HC Deb 27 November 1992 vol 214 cc884-5W
Mr. Burns

To ask the Chancellor of the Exchequer if he will make a statement on the outcome of the latest meeting of the European Community's Economic and Finance Council.

Mr. Lamont

The Economic and Finance Council of the European Community met in Brussels under my chairmanship on 23 November. The Paymaster General represented the United Kingdom.

A national programme for economic convergence submitted by Belgium was discussed. The Council commended Belgium's record of price and monetary stability but concluded that fiscal consolidation was the key requirement in the conduct of Belgium's economic policy. The Council therefore welcomed the multi-annual measures which the Belgian Government have set in place and their new commitment to continue to reduce their debt ratio after 1996.

The Council held a useful discussion about the future financing of the Community. Along with the United Kingdom, many member states continued to argue that the Commission's compromise proposals still involved unacceptable increases in expenditure. We also made it clear that the United Kingdom would not accept any adverse change to the abatement.

Sir Leon Brittan gave the Council a short outline of the Commission's proposals for changes in the EC legislative framework for banking supervision in the light of the Bank of Credit and Commerce International case.

Over lunch, the Council discussed the economic situation in the Community. I announced that there would be a full discussion of economic issues at the European Council and that consideration should be given to the measures which member states can take, both individually and collectively, to hasten economic recovery.

The Council also reached a political agreement on the investment services directive, the remaining financial services measure from the single market programme. All the Government's negotiating objectives were met concerning the outstanding issues which were discussed. The directive will offer worthwhile opportunities for the British financial services sector.
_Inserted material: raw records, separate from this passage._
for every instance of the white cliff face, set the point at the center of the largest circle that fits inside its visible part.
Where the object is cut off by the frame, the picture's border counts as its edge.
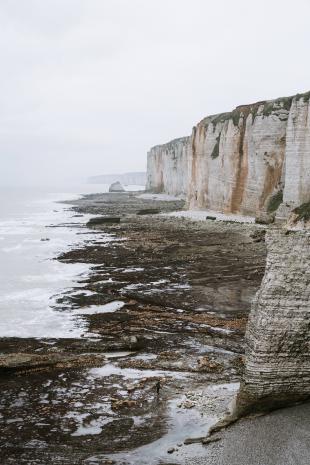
(236, 161)
(297, 155)
(277, 368)
(167, 167)
(243, 162)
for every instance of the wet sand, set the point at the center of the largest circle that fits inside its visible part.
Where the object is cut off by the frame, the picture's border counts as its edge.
(166, 300)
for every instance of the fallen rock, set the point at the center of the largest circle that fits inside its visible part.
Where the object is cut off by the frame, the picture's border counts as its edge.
(265, 218)
(23, 363)
(207, 440)
(148, 211)
(119, 403)
(103, 220)
(116, 187)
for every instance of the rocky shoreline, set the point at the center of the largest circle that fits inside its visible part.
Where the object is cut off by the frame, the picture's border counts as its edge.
(165, 304)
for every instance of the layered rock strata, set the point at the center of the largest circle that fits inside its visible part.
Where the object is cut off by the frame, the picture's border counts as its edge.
(248, 161)
(277, 365)
(167, 167)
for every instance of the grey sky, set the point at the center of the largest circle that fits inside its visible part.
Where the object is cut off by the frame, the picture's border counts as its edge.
(87, 86)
The report of the high-level group on fraud, set up at the United Kingdom's initiative, was also adopted and welcomed as containing useful proposals which would improve the effectiveness of measures to counter fraud in the Community.
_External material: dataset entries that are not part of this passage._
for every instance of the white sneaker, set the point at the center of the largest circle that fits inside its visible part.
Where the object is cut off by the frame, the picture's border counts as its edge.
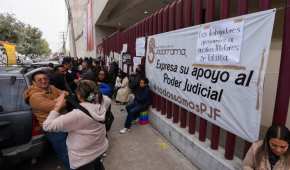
(124, 130)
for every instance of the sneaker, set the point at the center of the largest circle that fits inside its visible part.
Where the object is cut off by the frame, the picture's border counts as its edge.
(124, 130)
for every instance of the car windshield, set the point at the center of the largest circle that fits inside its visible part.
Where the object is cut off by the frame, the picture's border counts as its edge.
(11, 94)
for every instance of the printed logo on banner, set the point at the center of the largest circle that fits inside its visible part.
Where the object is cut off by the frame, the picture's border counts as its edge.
(151, 50)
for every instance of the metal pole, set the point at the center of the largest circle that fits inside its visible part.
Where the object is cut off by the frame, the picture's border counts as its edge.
(70, 18)
(283, 92)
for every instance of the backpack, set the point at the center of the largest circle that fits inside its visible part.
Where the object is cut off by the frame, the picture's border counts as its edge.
(109, 117)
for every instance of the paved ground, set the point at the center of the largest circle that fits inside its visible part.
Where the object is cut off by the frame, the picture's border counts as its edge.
(141, 149)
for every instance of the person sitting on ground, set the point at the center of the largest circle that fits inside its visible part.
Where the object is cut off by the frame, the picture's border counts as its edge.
(124, 90)
(41, 97)
(272, 153)
(140, 103)
(86, 139)
(134, 79)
Subject to reserves from Denmark and Germany, the Council also agreed to increase travellers' allowances so that travellers arriving from outside the Community will be able to bring in goods to a value of 175 ecu without incurring further tax; and that the amount for goods that tax-free shops can sell VAT free to travellers within the EC is restricted to the value of 90 ecu. Again, this was the welcome result of a United Kingdom initiative.

The excise simplification directive was also agreed subject to a German scrutiny reserve and final modifications to the text in the jurist/linguists group. Officials were urged to resolve the remaining issues for agreement in the VAT simplification directive. It was agreed that the 7th VAT directive should be discussed at the next meeting of ECOFIN on 14 December. Meanwhile the United Kingdom made it clear that we could not agree to the current proposals for VAT on works of art at import.
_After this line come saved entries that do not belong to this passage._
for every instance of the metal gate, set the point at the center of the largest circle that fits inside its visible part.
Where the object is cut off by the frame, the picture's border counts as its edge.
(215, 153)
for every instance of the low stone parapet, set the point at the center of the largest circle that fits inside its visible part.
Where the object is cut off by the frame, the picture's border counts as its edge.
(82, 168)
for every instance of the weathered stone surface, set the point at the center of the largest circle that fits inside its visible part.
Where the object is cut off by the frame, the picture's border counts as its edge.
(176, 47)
The taxation of road transport was also discussed as part of a package of proposals to liberalise road transport which will also be discussed at the Transport Council on 7 December. It was agreed that ECOFIN should return to this issue on 14 December.

Finally, the Council agreed, without further discussion, balance of payments loans to the Baltic states and Council conclusions on the Ruding report on corporate taxation. The latter emphasised importance of subsidiarity in this area and also identified a number of further criteria which need to be considered before any action is proposed.

These conclusions are a valuable step forward and establish an acceptable framework for future consideration of corporate tax issues in the Community.